To narrow down the dataset table by subject, we’ll need the ID of the
HDI subject. So we’ll start by requesting the subject table using
bps_subject()
.
# Set `page = Inf` to request the complete subject table
table_subject <- bps_subject(page = Inf, lang = "eng")
table_subject_hdi <- dplyr::filter(
table_subject,
title == "Human Development Indices"
)
table_subject_hdi
#> # A tibble: 1 × 5
#> subject_id title subject_category_id subject_category ntabel
#> <chr> <chr> <chr> <chr> <lgl>
#> 1 26 Human Development Indi… 1 Social and Popu… NA
Next, we’ll request the table of datasets related to the HDI. We’ll
do this by supplying the HDI subject ID to
bps_dataset()
.
table_data_hdi <- bps_dataset(
subject_id = table_subject_hdi$subject_id,
page = Inf,
lang = "eng"
)
table_data_hdi
#> # A tibble: 1,312 × 11
#> dataset_id title subject_id subject subcsa_id subcsa_name def notes
#> <chr> <chr> <chr> <chr> <chr> <chr> <chr> <chr>
#> 1 70 Population 5… 2 Commun… 565 Masyarakat… NA <…
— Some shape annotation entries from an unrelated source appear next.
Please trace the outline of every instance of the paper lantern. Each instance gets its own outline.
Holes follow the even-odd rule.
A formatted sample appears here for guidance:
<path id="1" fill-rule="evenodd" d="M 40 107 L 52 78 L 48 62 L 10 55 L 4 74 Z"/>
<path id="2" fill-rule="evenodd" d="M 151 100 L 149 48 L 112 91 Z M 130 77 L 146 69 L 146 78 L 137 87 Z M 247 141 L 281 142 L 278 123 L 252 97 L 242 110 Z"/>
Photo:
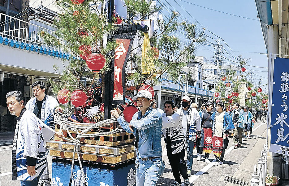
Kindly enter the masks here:
<path id="1" fill-rule="evenodd" d="M 59 103 L 64 105 L 68 102 L 68 95 L 70 93 L 69 90 L 67 89 L 63 89 L 58 91 L 57 93 L 57 100 Z"/>
<path id="2" fill-rule="evenodd" d="M 86 59 L 87 56 L 91 53 L 91 47 L 89 45 L 80 45 L 78 48 L 78 50 L 82 52 L 82 53 L 80 54 L 79 56 L 84 60 Z"/>
<path id="3" fill-rule="evenodd" d="M 79 5 L 83 2 L 84 0 L 71 0 L 71 1 L 75 5 Z"/>
<path id="4" fill-rule="evenodd" d="M 152 97 L 153 98 L 154 97 L 154 90 L 153 90 L 153 87 L 151 87 L 150 88 L 148 89 L 150 86 L 149 85 L 145 85 L 141 87 L 139 89 L 137 92 L 140 92 L 141 90 L 147 90 L 152 94 Z"/>
<path id="5" fill-rule="evenodd" d="M 73 11 L 73 13 L 72 13 L 72 15 L 75 16 L 77 16 L 77 15 L 79 14 L 79 12 L 78 10 L 74 10 Z"/>
<path id="6" fill-rule="evenodd" d="M 153 50 L 153 57 L 155 59 L 158 58 L 158 56 L 160 56 L 160 51 L 154 47 L 152 47 L 152 48 Z"/>
<path id="7" fill-rule="evenodd" d="M 89 69 L 93 71 L 99 71 L 104 66 L 106 58 L 101 54 L 93 52 L 87 56 L 85 62 Z"/>
<path id="8" fill-rule="evenodd" d="M 71 103 L 75 107 L 79 107 L 85 103 L 87 96 L 81 90 L 75 90 L 71 93 Z"/>
<path id="9" fill-rule="evenodd" d="M 120 24 L 120 23 L 123 22 L 123 20 L 119 19 L 115 13 L 114 13 L 113 15 L 115 18 L 116 18 L 116 19 L 114 21 L 114 24 L 117 25 Z"/>
<path id="10" fill-rule="evenodd" d="M 127 122 L 129 123 L 132 119 L 132 116 L 139 111 L 137 108 L 134 106 L 128 105 L 123 110 L 123 117 Z"/>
#> 2 111 Percentage H… 2 Commun… 565 Masyarakat… NA Sour…
#> 3 391 Percentage o… 2 Commun… 565 Masyarakat… NA Sour…
#> 4 392 Active Mobil… 2 Commun… 565 Masyarakat… NA Sour…
#> 5 393 Percentage o… 2 Commun… 565 Masyarakat… NA Sour…
#> 6 395 Percentage o… 2 Commun… 565 Masyarakat… NA Sumb…
#> 7 396 Percentage o… 2 Commun… 565 Masyarakat… NA <…
#> 8 398 Percentage o… 2 Commun… 565 Masyarakat… NA <…
#> 9 402 Percentage H… 2 Commun… 565 Masyarakat… NA Sour…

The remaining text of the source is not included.